Fue el momento en el que se separó de manera definitiva de su allegados y se dirigió en un convoy a Mataró. Una villa, propiedad de los dueños de las fábricas de Chocolate Amatller, iba a servir como primer refugio. Dos años más tarde, se vio obligada a marchar de nuevo. Esta vez, fuera de España. Fue, entonces, cuando acometió la ya mencionada travesía de los Pirineos. Una acción de noche y niebla que recuerda como algo traumático: «Tuvimos que dormir en la nieve. Lo único que llevábamos para cubrirnos era una manta. Teníamos mucho miedo porque las tropas fascistas estaban avanzando. Hasta que no logramos cruzar la frontera con Francia no comimos». El destino, entonces, una fábrica abandonada en un pequeño pueblo fronterizo que hizo de subterfugio porque las tropas nazis ya avanzaban.

Después de un mes que Toti describe con temor, afincados y durmiendo sobre el terreno pedregoso de aquella fábrica, Bélgica se ofreció a acoger a niños españoles. Tanta saña había percibido, hasta entonces, que aquel recibimiento populoso en la estación de trenes de Bruselas, con miles de personas aguardando la llegada de estos niños, le sugirió una primera conciliación con el ser humano. Las condiciones en la que llegaron y que relata con sumo detalle Toti, dan buena cuenta de un drama sucio y hambriento: «Llevábamos más de un mes sin bañarnos. Cuando nos examinaron los médicos de la mutualidad socialista, vieron que estábamos comidos por la sarna. Prepararon una bañera con agua amarilla. Ningún niño se quería meter del miedo que nos daba», sonríe ahora sobre el efecto que causó el azufre en lo que a ella le pareció entonces algo parecido a una pócima tóxica. Con aquel baño sanador, Toti puso fin de manera simbólica a una batalla truculenta contra el polvo el hambre y el frío en una tregua que le llevó a los brazos de su familia de adopción en su destino final, Ostende. Aquella paz momentánea, en la que Toti trabajó en la librería de su familia, iba a durar poco. La locura nazi seguía torpedeando y, a pesar de que Bélgica se declaró neutral, las tropas de Hitler enfilaron hasta la ocupación. «El sonido de las botas de los soldados alemanes al impactar con el suelo es algo que aún tengo en mente», describe Toti una especie de claqueo infernal a punto de anunciar la llegada del apocalipsis. Decidió integrarse en la resistencia belga como estafeta, a la espera de poder volver a España. Fue en 1942, cuando después de varias negativas por parte del bando alemán, pudo reencontrarse con su madre en unas naves de un Auxilio Social en Fuenterrabía. «No paramos de llorar y de llorar», relata. Ya, en 1948, con los casquillos de bala aún rezumando pólvora, Toti regresó de nuevo a Bélgica. Conoció a Paul Mandeville, su marido y fiel escudero. Ahora, ambos se asoman y miran al mar. Lo que queda de una vida que se puso cuesta arriba, es una imagen de Toti en blanco y negro y colgada en la pared.

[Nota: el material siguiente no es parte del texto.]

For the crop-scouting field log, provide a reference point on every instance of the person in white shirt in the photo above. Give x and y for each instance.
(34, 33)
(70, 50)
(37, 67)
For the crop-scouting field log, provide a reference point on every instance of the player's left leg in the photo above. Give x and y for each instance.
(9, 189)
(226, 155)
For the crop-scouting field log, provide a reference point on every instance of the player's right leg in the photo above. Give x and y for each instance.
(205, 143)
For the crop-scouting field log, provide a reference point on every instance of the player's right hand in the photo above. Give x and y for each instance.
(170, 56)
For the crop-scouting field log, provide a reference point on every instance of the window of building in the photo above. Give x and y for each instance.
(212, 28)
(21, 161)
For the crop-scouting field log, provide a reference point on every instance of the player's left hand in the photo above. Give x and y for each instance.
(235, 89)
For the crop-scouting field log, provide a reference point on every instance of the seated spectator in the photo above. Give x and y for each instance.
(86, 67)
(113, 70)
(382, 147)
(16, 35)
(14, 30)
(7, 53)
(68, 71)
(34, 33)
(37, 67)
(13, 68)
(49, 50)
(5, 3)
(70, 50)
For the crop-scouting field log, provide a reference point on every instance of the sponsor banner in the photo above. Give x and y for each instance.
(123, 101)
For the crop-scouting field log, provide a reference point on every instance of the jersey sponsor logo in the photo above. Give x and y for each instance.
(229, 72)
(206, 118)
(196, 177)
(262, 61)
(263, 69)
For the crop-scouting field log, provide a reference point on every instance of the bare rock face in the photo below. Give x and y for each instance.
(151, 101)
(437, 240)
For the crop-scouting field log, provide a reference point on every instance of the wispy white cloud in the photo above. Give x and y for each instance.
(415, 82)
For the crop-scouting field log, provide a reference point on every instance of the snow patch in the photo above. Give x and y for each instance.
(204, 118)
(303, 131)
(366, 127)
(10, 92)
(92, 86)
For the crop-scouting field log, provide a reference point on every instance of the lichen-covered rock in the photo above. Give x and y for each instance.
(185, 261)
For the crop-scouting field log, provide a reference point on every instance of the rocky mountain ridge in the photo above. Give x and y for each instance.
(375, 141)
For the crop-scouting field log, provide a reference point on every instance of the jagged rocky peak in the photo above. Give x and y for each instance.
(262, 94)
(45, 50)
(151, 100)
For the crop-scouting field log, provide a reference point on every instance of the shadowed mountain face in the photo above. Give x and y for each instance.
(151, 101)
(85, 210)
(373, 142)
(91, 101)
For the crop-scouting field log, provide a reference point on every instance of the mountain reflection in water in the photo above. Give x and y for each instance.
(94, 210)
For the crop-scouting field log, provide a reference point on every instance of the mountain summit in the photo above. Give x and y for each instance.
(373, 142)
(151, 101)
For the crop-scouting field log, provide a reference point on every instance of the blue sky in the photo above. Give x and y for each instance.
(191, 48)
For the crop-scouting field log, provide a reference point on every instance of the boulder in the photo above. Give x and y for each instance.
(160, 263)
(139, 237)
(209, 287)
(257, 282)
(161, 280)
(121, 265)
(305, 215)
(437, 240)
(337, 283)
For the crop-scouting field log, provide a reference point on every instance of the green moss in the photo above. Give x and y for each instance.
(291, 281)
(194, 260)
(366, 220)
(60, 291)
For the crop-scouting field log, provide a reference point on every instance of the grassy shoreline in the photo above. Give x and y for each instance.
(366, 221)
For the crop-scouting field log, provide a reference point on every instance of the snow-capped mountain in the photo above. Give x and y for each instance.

Un amor que le llevó a vivir en el Congo Belga

El marido de Toti Vega es Paul Mandeville. En la imagen se ve a ambos disfrutando en su piso que tienen en El Palo y al que acuden para pasar varias etapas a lo largo del año. Se conocieron en un baile en Ostende, cuando Mandeville servía como joven recluta para el ejército belga. Después de finalizar sus estudios como abogado, el Gobierno belga le ofreció un cargo como administrador en el Congo Belga, en representación del rey Leopoldo II de Bélgica. En un primer momento, este paso contó con la negativa de Toti. «Yo le decía que no le acompañaba. Cómo iba a ir si estaba en contra de las colonias», explica. Finalmente, su marido la pudo convencer y hasta ahora no se han separado. Sobre estas líneas, una foto en la que Toti aparece junto al resto de niños que entraron con ella en Bélgica.